2. The double ended electric lamp as defined in claim 1 wherein the
first and second ends of the sealing member are disposed in
generally perpendicular relation.
3. The double ended electric lamp as defined in claim 1 wherein the
first and second ends of the sealing member are angularly disposed
relative to one another where the angle is greater than 0.degree.
and less than 90.degree..
4. The double ended electric lamp as defined in claim 1 wherein the
first and second ends of the sealing member are angularly disposed
relative to one another where the angle is greater than 0.degree.
and less than 180.degree..
5. The double ended electric lamp as defined in claim 1 wherein the
sealing member is a foil strip of molybdenum.
6. The double ended electric lamp as defined in claim 1 wherein the
sealing member has a longitudinal dimension greater than a width
dimension and substantially greater than a depth dimension, the
sealing member being bent along the longitudinal dimension.
7. The double ended electric lamp as defined in claim 1 further
comprising a second outer lead, and a second sealing member
intermediately located and electrically connecting the second inner
lead to the second outer lead.
8. The double ended electric lamp as defined in claim 7 wherein the
second sealing member has first and second ends disposed in
non-linear configuration.
9. The double ended electric lamp as defined in claim 8 wherein the
outer leads are bent in the same direction from the inner leads to
define a generally U-shaped configuration.
10. The double ended electric lamp as defined in claim 8 wherein
the outer leads are bent in opposite directions from the inner
leads to define a generally Z-shaped configuration.

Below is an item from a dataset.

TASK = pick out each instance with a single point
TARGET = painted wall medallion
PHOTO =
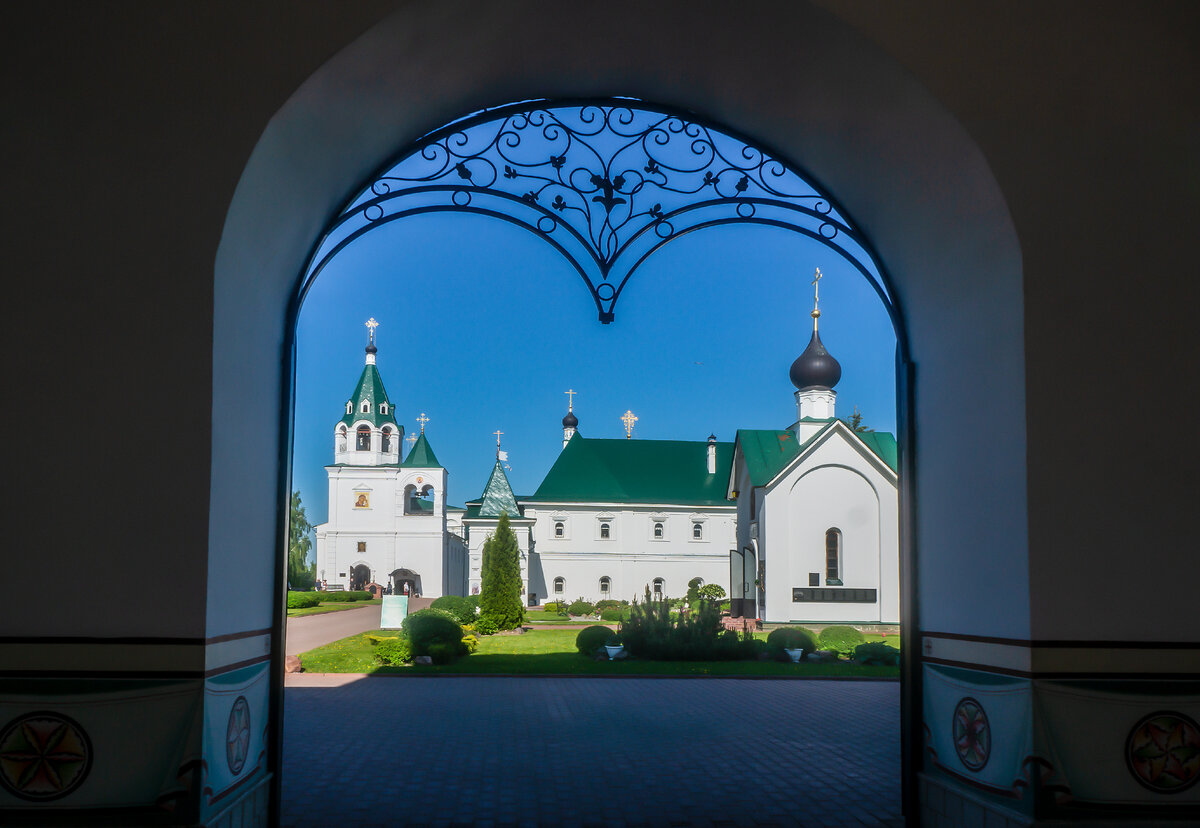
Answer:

11. A method of forming an electric lamp having an envelope with an
internal cavity, at least one inner lead having a first end
extending into the envelope cavity and a second end connected to a
first end of a thin sealing member, a second end of the sealing
member connected to an outer lead, the sealing member hermetically
sealed in the envelope along a portion of its length, the method
comprising the steps of:
elevating the temperature of the envelope along the sealing
member;
bending the sealing member and envelope to dispose the first and
second ends of the sealing member in non-linear relation.

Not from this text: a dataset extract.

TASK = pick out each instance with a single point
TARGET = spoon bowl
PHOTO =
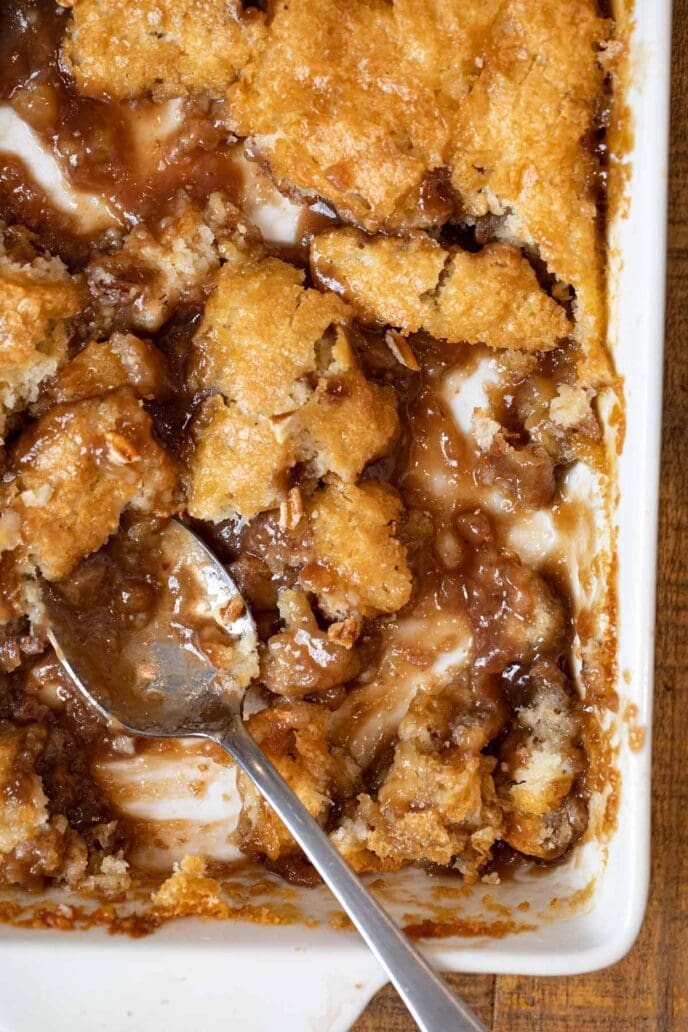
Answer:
(183, 672)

12. The method as defined in claim 11 wherein the elevating step
includes maintaining a remainder of the envelope at a lower
temperature.
13. The method as defined in claim 11 wherein the bending step
includes supporting one of the first and second ends of the sealing
member and permitting an unsupported portion of the sealing member
and envelope to freely deflect in response to the elevated
temperature.
14. The method as defined in claim 13 wherein the bending step
further includes terminating the free deflection of the unsupported
portion of the sealing member and envelope at a desired
location.
15. The method as defined in claim 11 wherein the sealing member
has a longitudinal dimension greater than a width dimension and
substantially greater than a depth dimension and the bending step
includes deflecting the sealing member across the longitudinal
dimension.
16. The method as defined in claim 11 wherein the electric lamp
includes a second inner lead aligned with the first inner lead, the
second inner lead having a first end extending into the envelope
cavity and a second end connected to a first end of a second thin
sealing member, a second end of the second sealing member connected
to a second outer lead, the second sealing member hermetically
sealed with the envelope along a portion of its length, and
comprising the further steps of:
elevating the temperature of the envelope along the second sealing
member; and
bending the second sealing member and envelope to dispose the first
and second ends of the second sealing member in non-linear
relation.
17. An electric lamp and reflector assembly comprising:
a double ended electric lamp including an envelope with an inner
cavity formed therein and first and second inlead assemblies
disposed within opposing ends formed on said envelope;
wherein said first and second inlead assemblies include respective
sealing members which are hermetically sealed within said opposing
ends of said envelope;
at least one of said opposing ends of said envelope being bent at
an angle relative to the longitudinal axis of said electric
lamp;
a curved reflector member in which said electric lamp is mounted;
and
wherein said electric lamp is mounted within said reflector member
so as to avoid any portion extending beyond an outer rim of said
reflector member.
18. An electric lamp and reflector assembly as defined in claim 17
further comprising a cover member disposed over said outer rim of
said reflector member.
19. An electric lamp and reflector assembly as set forth in claim
18 wherein said cover member is a prism.
Description
BACKGROUND OF THE INVENTION
This invention pertains to the art of electric lamps and more
particularly to filament lamps or arc lamps in which an envelope is
hermetically sealed from the external environment. The invention is
applicable to electric lamps of this type employing molybdenum
sealing foils hermetically sealed in vitreous material where the
molybdenum sealing foil interconnects inner and outer leads.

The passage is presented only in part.